Content uploaded by Rick Davies
Author content
All content in this area was uploaded by Rick Davies on Sep 19, 2020
Content may be subject to copyright.
1
Evaluating the future
Rick Davies, 2020 06 16
“The future is already here – it's just not evenly distributed”
William Gibson, The Economist, December 4, 2003
Background: This paper was written as part of my preparations for a podcast of the above title,
following a request from the EU’s Evaluation Support Service. The overall theme of the podcast
series was ‘How can evaluation practice be adapted in the face of the global pandemic?‘
In the recorded podcast which you can find here, I began by making these points in summary:
1. My recommendations are orientated not specifically to the pandemic, but to the wider issue
of how we respond to uncertain and unpredictable events. The pandemic and its various
manifestations, as seen in and by different countries, is an exemplar of these kinds of
events.
2. My recommendations are of two kinds. The first is that we need a lot more practice in
thinking about multiple alternative futures, rather than one desirable future. The second is
that we will also need to think a lot more about how to evaluate those alternative futures.

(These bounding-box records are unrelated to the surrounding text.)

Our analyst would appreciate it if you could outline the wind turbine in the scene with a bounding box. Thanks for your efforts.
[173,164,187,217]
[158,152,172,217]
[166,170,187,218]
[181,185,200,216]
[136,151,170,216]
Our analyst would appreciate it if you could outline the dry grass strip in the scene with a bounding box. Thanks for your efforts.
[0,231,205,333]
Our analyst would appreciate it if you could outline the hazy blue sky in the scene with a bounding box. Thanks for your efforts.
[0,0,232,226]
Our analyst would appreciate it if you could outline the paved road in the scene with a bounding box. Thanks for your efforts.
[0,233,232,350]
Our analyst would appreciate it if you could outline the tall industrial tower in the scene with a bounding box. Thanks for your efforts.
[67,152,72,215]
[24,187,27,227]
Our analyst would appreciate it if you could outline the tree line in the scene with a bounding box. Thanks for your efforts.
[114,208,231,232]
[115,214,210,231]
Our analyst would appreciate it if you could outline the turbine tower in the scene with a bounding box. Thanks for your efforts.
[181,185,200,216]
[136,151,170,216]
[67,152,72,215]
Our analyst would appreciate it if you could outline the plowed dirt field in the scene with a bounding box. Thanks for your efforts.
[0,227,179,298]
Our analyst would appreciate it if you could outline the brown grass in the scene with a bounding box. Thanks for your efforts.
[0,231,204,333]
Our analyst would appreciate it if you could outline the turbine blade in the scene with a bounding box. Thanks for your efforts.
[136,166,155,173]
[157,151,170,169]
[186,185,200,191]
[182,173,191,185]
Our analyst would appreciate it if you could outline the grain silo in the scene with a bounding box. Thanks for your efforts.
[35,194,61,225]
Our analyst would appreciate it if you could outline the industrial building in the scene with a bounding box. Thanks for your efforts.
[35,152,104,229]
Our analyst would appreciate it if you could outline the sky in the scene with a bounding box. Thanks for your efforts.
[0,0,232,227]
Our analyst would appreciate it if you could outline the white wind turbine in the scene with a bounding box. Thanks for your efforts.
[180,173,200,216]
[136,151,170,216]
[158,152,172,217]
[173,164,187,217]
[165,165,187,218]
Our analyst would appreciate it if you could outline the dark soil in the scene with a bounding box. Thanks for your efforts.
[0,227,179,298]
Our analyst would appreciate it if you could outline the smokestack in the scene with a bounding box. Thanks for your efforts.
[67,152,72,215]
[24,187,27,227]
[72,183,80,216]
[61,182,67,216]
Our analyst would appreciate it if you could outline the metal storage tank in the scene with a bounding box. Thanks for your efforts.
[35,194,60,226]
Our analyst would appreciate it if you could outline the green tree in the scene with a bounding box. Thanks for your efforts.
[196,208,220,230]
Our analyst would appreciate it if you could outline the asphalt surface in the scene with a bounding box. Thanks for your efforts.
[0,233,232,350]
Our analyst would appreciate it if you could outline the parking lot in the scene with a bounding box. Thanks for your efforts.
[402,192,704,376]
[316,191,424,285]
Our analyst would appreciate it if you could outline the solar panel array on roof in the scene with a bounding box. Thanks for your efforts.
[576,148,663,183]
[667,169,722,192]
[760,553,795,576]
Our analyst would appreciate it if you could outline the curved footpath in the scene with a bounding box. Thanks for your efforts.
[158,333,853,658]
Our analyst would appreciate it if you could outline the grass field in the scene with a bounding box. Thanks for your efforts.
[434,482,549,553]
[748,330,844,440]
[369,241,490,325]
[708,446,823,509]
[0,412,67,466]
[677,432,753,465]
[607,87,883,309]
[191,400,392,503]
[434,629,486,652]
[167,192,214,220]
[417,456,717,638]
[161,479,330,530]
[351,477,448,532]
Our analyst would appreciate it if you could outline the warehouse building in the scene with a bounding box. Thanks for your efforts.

This is a kind of ‘evaluative thinking ‘which up to now does not seem to have received much
attention.
The rest of this paper is about these two recommendations, but particularly about how we evaluate
alternative futures.
Today I am going to talk about evaluating the future.
To begin with I am going to introduce the topic of metacognition. Metacognition is thinking about
thinking. Your immediate reaction might that be this sounds very unworldly, …”So how is this going
to be of any use to me?”. But you might be surprised to know that metacognition is quite a lively
topic, with real-world applications in the field of primary and secondary school teaching. This is
because metacognition is not only about being aware of how we think about things but also about
being able to regulate how we think about things. A practical example of meta-cognition is when a
student thinks about planning an essay, then assess their progress in writing the essay. And how a
teacher helps a student reflect on how they do this. Another example of this which you might be
familiar with is mindfulness meditation, where people attend to the presence of arising thoughts,
but consciously decide not to engage with them
2
In this podcast I going to talk about another area of metacognition, not usually addressed within
school settings. This is about how we think about the future. Not only the content of those
thoughts, i.e. what we think will happen, but also how we assess those possibilities. To me this is an
important but neglected facet of what is called these days “evaluative thinking”. Evaluative thinking
is an aspect of evaluation practice which we would like to see everyone engage with and get better
at.
Most evaluations are backwards-looking, looking at what was intended, what was delivered and
what the outcomes were. However, there are some elements of looking into the future. There
might be an ex-ante-evaluation of the project design. There might be an evaluability assessment.
And the recommendations of an evaluation will be future orientated. But I think it would be fair to
say that, in most evaluations, the scope of this thinking about the future is fairly bounded.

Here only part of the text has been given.